Lab3.rkt

#lang eopl

#|-------------------------------------------------------------------------------
 | Name:Connor Haaf
 | Pledge:I pledge my honor that I have abided by the Stevens honor system.
 |-------------------------------------------------------------------------------|#


#|-------------------------------------------------------------------------------|
 |                     Lab 3: Recursion (20 PTS) (+2 EC PTS)                     |
 |-------------------------------------------------------------------------------|#

#| This lab serves as an introduction to recursive programming in Racket.
 |
 | Some reminders:
 |   There is no partial credit on each individual function.
 |     If a function passes all test cases, you get full credit for that function.
 |     If it doesn't pass all test cases, you get no credit for that function.
 |   The test cases provided to you may not be comprehensive,
 |     and will rarely match the cases we use to grade you.
 |   Try every function before submitting your code. Even if your code compiles,
 |     a function may break when you run it.
 |   Unless otherwise specified, the output of your function must match
 |     the test cases precisely to be correct. Extra parentheses are incorrect,
 |     values out of order are incorrect, etc.
 |#


#|-------------------------------------------------------------------------------|
 |                        Part 1: Conditionals (2 PTS)                           |
 |-------------------------------------------------------------------------------|#

#| Like in other languages, the main way to implement a conditional branch
 |   is with an "if-then-else" statement.
 | In Racket this is done with the function (if condition then else),
 |   where "condition" is an expression which evaluates to a boolean.
 | For example, (if (= 1 2) (+ 3 4) (+ 5 6)) will evaluate to 11.
 |
 | "if" functions can be nested to emulate the "else if/elif" of other languages.
 |
 | You may want to look into Racket's "cond" function for some parts of this assignment.
 | cond allows for multiple conditions in a row, effectively condensing
 |   a bunch of nested if statements into one statement.
 |#




#| Implement "piecewise" to accept an integer x
 |   and return 2*x^2 + 1 if x is positive,
 |   and x + 1 otherwise.
 | Examples:
 |   (piecewise -5) -> -4
 |   (piecewise -2) -> -1
 |   (piecewise 0)  -> 1
 |   (piecewise 3)  -> 19
 |   (piecewise 6)  -> 73
 |#

;; Type signature: (piecewise int) -> int
;; 1 PTS
(define (piecewise x)
  (if (> x 0) (+(* 2(* x x))1) (+ x 1)))




#| Implement "sign" to accept an integer x
 |   and return "positive" if x is positive,
 |   "negative" if x is negative,
 |   and "zero" if x is zero.
 | Examples:
 |   (sign 5)  -> "positive"
 |   (sign 0)  -> "zero"
 |   (sign -2) -> "negative"
 |#

;; Type signature: (sign int) -> string
;; 1 PTS
(define (sign x)
  (if (> x 0) "positive" (if (< x 0) "negative" "zero")))

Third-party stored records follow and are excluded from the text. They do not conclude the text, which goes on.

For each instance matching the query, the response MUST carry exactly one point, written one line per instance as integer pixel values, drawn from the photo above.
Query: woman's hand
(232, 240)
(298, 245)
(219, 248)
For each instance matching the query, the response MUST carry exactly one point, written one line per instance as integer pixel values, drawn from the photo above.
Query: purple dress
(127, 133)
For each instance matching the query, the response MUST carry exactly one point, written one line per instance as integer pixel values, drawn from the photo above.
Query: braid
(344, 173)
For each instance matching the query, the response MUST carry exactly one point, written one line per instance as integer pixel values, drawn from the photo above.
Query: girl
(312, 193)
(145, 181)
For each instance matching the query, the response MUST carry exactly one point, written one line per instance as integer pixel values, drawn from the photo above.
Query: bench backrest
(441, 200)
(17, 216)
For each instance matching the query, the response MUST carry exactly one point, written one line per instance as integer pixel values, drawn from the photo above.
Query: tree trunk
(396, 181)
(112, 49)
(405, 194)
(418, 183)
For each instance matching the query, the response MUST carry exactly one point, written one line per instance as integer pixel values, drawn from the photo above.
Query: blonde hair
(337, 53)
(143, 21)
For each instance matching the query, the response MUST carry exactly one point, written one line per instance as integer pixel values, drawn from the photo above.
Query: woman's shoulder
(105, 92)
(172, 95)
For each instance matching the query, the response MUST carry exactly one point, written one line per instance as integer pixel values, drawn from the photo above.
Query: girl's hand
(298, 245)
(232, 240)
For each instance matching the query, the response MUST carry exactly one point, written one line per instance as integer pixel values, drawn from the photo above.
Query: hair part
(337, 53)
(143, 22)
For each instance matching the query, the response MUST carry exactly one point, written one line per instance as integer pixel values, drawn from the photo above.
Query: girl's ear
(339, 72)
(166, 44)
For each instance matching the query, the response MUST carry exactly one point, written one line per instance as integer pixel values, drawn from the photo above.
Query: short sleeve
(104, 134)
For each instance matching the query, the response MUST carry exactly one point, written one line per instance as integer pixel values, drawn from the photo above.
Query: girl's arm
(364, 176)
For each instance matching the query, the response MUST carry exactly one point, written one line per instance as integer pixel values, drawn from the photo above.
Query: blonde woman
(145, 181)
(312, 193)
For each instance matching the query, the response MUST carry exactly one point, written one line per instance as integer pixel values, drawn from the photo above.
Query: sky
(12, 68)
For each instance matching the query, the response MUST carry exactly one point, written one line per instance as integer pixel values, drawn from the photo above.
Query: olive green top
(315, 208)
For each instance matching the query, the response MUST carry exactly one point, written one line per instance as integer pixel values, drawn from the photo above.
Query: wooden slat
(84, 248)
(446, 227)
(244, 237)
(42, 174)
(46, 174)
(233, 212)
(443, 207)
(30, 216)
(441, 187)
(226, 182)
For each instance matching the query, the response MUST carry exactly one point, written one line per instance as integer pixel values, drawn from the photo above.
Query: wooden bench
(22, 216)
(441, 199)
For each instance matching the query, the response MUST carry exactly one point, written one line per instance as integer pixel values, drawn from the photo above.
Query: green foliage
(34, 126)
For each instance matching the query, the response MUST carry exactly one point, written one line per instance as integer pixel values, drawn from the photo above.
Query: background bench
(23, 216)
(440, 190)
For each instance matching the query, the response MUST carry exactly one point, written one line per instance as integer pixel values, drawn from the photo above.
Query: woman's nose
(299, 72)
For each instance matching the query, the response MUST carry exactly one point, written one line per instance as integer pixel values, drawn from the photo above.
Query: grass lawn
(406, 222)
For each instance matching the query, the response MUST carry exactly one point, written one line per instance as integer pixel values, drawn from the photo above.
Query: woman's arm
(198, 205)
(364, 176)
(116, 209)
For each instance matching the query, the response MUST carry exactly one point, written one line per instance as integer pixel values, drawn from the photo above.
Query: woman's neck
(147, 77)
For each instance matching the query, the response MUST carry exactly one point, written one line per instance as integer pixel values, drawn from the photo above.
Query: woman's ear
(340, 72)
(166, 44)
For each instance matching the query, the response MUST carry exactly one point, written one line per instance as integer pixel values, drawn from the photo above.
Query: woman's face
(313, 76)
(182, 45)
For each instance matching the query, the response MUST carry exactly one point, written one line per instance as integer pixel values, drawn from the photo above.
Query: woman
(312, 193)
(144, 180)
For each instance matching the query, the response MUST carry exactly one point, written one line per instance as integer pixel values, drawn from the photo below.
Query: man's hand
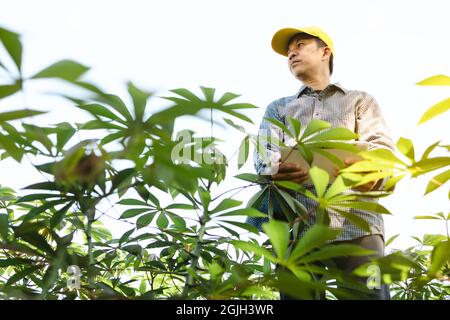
(292, 172)
(362, 188)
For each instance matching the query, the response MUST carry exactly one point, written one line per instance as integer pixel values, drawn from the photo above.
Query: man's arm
(266, 131)
(371, 127)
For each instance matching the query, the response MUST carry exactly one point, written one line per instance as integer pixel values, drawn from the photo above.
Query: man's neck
(316, 83)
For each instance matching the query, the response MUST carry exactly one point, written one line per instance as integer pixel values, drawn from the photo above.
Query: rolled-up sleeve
(371, 125)
(266, 134)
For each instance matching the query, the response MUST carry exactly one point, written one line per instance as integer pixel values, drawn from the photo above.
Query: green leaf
(132, 202)
(33, 213)
(334, 251)
(243, 152)
(256, 249)
(382, 155)
(335, 134)
(205, 197)
(438, 181)
(12, 44)
(64, 131)
(22, 274)
(121, 177)
(58, 216)
(9, 89)
(9, 146)
(186, 94)
(227, 96)
(406, 147)
(296, 126)
(438, 80)
(231, 123)
(99, 110)
(391, 239)
(314, 237)
(145, 220)
(248, 177)
(356, 220)
(100, 232)
(18, 114)
(4, 225)
(139, 100)
(98, 124)
(65, 69)
(208, 93)
(250, 212)
(439, 257)
(320, 180)
(278, 233)
(280, 125)
(133, 212)
(162, 222)
(257, 198)
(226, 204)
(245, 226)
(314, 126)
(435, 110)
(339, 185)
(361, 205)
(426, 218)
(126, 236)
(118, 105)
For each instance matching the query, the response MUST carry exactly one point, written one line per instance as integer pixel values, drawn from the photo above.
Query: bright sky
(382, 47)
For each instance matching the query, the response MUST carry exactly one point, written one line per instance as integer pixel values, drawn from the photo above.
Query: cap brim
(281, 39)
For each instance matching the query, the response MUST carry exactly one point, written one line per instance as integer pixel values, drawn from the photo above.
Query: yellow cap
(280, 39)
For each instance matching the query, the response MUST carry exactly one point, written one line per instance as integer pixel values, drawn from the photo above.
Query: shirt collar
(306, 88)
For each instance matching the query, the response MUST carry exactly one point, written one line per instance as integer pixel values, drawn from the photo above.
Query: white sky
(382, 47)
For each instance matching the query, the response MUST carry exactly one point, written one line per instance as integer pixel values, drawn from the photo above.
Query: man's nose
(291, 55)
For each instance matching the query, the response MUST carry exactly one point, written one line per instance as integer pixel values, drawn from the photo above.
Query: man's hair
(320, 44)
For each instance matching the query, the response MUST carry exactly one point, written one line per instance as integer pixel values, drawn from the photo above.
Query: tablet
(321, 161)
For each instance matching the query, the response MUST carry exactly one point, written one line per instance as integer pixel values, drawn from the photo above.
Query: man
(310, 54)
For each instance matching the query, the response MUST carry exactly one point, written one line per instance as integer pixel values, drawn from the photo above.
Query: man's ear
(326, 53)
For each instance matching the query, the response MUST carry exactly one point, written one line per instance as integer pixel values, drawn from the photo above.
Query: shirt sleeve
(371, 127)
(268, 134)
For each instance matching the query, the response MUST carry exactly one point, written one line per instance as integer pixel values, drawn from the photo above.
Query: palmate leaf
(333, 134)
(278, 233)
(406, 147)
(100, 111)
(139, 98)
(320, 180)
(438, 181)
(424, 166)
(243, 152)
(314, 126)
(18, 114)
(361, 205)
(256, 249)
(282, 126)
(315, 237)
(10, 147)
(65, 69)
(11, 42)
(9, 89)
(439, 257)
(334, 251)
(4, 226)
(437, 80)
(435, 110)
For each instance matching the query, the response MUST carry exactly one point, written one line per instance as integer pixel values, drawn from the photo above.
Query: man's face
(305, 58)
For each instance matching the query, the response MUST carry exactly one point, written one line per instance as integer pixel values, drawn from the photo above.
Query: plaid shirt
(351, 109)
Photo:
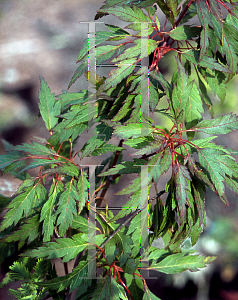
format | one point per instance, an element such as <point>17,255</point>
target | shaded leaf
<point>66,248</point>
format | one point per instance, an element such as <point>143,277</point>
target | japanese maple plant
<point>59,213</point>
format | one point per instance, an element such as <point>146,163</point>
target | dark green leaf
<point>49,107</point>
<point>185,32</point>
<point>67,208</point>
<point>66,248</point>
<point>177,263</point>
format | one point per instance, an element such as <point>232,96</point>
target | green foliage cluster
<point>50,216</point>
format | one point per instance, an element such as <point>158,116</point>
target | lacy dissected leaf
<point>109,289</point>
<point>92,144</point>
<point>101,36</point>
<point>220,125</point>
<point>170,9</point>
<point>208,160</point>
<point>39,163</point>
<point>124,68</point>
<point>47,213</point>
<point>105,149</point>
<point>18,271</point>
<point>28,231</point>
<point>179,262</point>
<point>102,133</point>
<point>82,188</point>
<point>79,72</point>
<point>216,81</point>
<point>29,198</point>
<point>68,99</point>
<point>34,149</point>
<point>64,132</point>
<point>74,279</point>
<point>206,61</point>
<point>185,32</point>
<point>229,48</point>
<point>106,52</point>
<point>193,109</point>
<point>82,224</point>
<point>125,109</point>
<point>181,175</point>
<point>199,199</point>
<point>141,49</point>
<point>159,164</point>
<point>126,167</point>
<point>204,17</point>
<point>66,168</point>
<point>79,114</point>
<point>113,3</point>
<point>66,248</point>
<point>181,92</point>
<point>125,244</point>
<point>133,130</point>
<point>49,107</point>
<point>139,142</point>
<point>110,251</point>
<point>67,208</point>
<point>128,14</point>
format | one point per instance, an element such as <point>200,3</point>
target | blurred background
<point>44,38</point>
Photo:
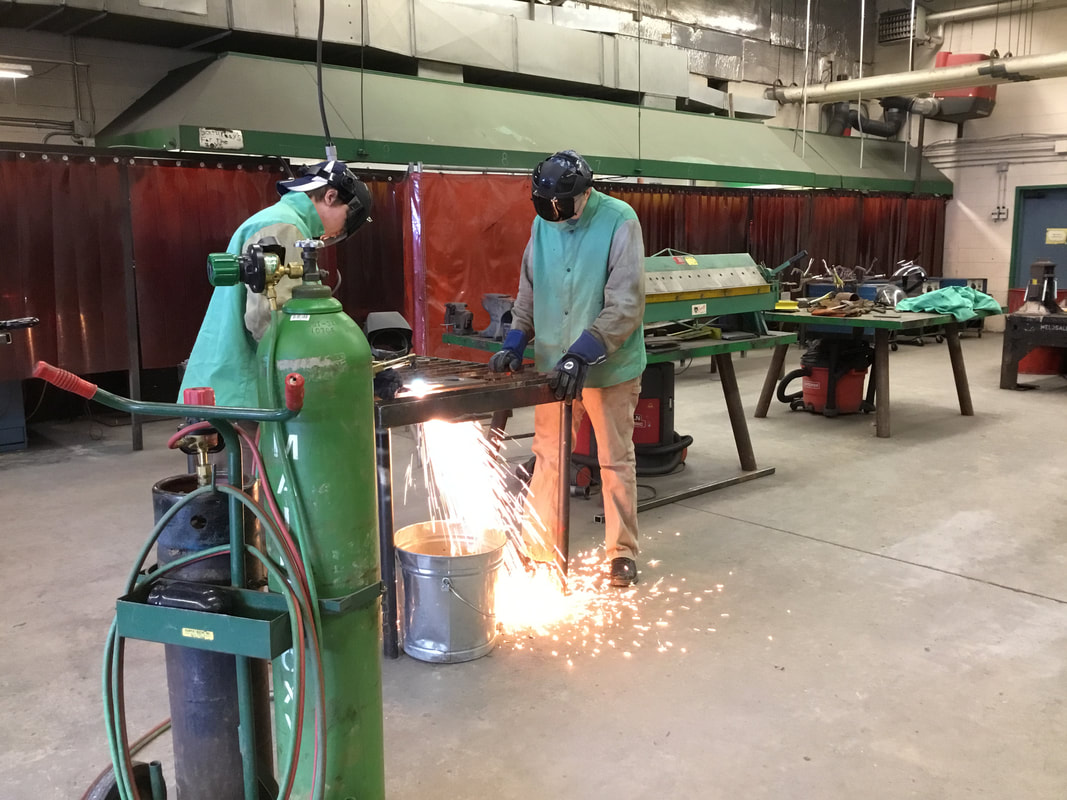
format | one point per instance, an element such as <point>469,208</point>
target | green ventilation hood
<point>258,106</point>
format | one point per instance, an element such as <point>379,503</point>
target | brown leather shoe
<point>623,572</point>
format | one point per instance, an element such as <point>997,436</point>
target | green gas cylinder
<point>331,448</point>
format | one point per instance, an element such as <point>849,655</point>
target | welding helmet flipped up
<point>351,191</point>
<point>558,181</point>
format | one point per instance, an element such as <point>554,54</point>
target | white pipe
<point>977,74</point>
<point>980,12</point>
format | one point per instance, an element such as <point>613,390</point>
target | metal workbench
<point>721,351</point>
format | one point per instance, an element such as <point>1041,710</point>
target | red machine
<point>658,448</point>
<point>960,105</point>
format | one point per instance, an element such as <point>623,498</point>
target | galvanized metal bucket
<point>448,592</point>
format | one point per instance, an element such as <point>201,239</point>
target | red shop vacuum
<point>832,372</point>
<point>657,446</point>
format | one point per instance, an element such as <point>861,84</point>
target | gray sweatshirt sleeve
<point>624,290</point>
<point>522,312</point>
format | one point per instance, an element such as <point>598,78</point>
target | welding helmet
<point>350,191</point>
<point>558,181</point>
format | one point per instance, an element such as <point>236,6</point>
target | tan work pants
<point>610,411</point>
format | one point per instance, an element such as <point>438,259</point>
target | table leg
<point>774,372</point>
<point>563,537</point>
<point>881,382</point>
<point>958,370</point>
<point>1010,355</point>
<point>729,380</point>
<point>391,637</point>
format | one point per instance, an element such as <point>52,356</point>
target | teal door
<point>1040,233</point>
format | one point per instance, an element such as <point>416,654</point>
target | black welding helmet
<point>350,191</point>
<point>558,181</point>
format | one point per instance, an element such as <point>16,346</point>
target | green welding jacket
<point>586,274</point>
<point>224,353</point>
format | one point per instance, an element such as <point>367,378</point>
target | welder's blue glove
<point>387,383</point>
<point>569,374</point>
<point>509,357</point>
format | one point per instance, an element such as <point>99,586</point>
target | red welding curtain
<point>63,264</point>
<point>464,235</point>
<point>65,261</point>
<point>181,213</point>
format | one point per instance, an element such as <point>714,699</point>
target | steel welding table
<point>461,392</point>
<point>721,351</point>
<point>882,324</point>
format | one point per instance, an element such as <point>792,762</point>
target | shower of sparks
<point>472,492</point>
<point>466,480</point>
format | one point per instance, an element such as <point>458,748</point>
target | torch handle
<point>66,381</point>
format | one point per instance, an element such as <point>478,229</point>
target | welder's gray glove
<point>509,357</point>
<point>569,374</point>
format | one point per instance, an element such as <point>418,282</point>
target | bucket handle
<point>446,586</point>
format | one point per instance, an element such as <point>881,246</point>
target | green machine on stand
<point>687,299</point>
<point>681,287</point>
<point>321,556</point>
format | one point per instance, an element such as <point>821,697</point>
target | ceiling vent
<point>895,28</point>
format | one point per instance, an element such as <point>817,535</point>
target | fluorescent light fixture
<point>15,70</point>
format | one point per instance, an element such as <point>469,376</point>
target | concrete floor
<point>891,621</point>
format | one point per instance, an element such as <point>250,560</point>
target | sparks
<point>473,493</point>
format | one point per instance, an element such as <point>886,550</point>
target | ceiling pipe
<point>977,74</point>
<point>991,10</point>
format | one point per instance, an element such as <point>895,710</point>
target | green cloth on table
<point>961,302</point>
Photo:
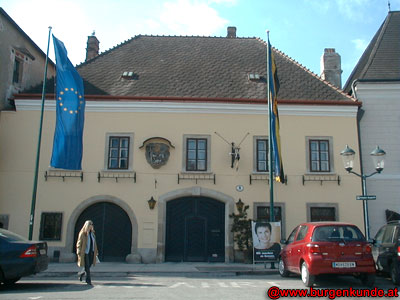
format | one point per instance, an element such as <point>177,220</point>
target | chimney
<point>331,68</point>
<point>92,49</point>
<point>231,32</point>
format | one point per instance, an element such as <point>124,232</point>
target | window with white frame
<point>319,154</point>
<point>261,154</point>
<point>322,212</point>
<point>262,212</point>
<point>196,153</point>
<point>119,151</point>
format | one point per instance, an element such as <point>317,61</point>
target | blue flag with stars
<point>70,103</point>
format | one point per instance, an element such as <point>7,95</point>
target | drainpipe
<point>360,114</point>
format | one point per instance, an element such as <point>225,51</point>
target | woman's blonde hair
<point>86,226</point>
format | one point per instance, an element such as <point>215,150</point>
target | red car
<point>316,248</point>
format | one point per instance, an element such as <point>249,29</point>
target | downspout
<point>360,114</point>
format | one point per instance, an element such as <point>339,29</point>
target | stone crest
<point>157,151</point>
<point>157,154</point>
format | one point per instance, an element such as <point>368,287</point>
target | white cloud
<point>360,44</point>
<point>185,17</point>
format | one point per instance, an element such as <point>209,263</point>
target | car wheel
<point>395,274</point>
<point>368,279</point>
<point>11,281</point>
<point>307,279</point>
<point>282,268</point>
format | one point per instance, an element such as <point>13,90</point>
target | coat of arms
<point>157,154</point>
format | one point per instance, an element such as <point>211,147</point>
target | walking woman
<point>86,249</point>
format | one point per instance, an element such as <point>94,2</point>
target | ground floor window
<point>322,213</point>
<point>50,226</point>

#|-------------------------------------------------------------------------------|
 |               Part 2: Arithmetic Recursion (9 PTS) (+2 EC PTS)                |
 |-------------------------------------------------------------------------------|#

#| Here, we'll implement some arithmetic functions with recursion.
 | For each function, consider the base case of the recursion
 |   and use an "if" or "cond" statement to catch the base case.
 | In Racket, to call a function recursively you can simply call the function
 |   from inside of itself.
 | Below is an example function which summates the whole numbers up to n:
 |#

;; Type signature: (example-sum int) -> int
(define (example-sum n)
  (if (<= n 0)
      0
      (+ n (example-sum (- n 1)))))


#| If you try to run a recursive function when the base case or recursive call
 |   isn't properly implemented, it may run indefinitely until it runs out of memory.
 | This can freeze up DrRacket, which is annoying but has no permanent consequence.
 | Consider using DrRacket's debug mode if you want to slowly step
 |   through a function to prevent it from crashing.
 |#

;; Run at your own risk! (Nothing actually bad will happen; DrRacket will just seize up)
;; Type signature: (example-bad int) -> an unhappy IDE
(define (example-bad n)
  (if (<= n 0)
      0
      (+ n (example-bad (+ n 1)))))




#| Implement "sum-pow" to accept positive integers p and n
 |   and return X, where X equals the sum of integers to the power p from 1 to n.
 | For example:
 |   If p = 2 and n = 5, then X = 5^2 + 4^2 + 3^2 + 2^2 + 1^2 = 55.
 |   If p = 4 and n = 3, then X = 3^4 + 2^4 + 1^4 = 98.
 | Recommended: use Racket's "expt" function for exponentiation.
 |
 | Examples:
 |   (sum-pow 1 6)  -> 21
 |   (sum-pow 2 15) -> 1240
 |   (sum-pow 5 8)  -> 61776
 |   (sum-pow 10 7) -> 353815700
 |#

;; Type signature: (sum-pow positive-int positive-int) -> int
;; 3 PTS
(define (sum-pow p n)
  (if (<= n 0) 0 (+(sum-pow p (- n 1)) (expt n p))))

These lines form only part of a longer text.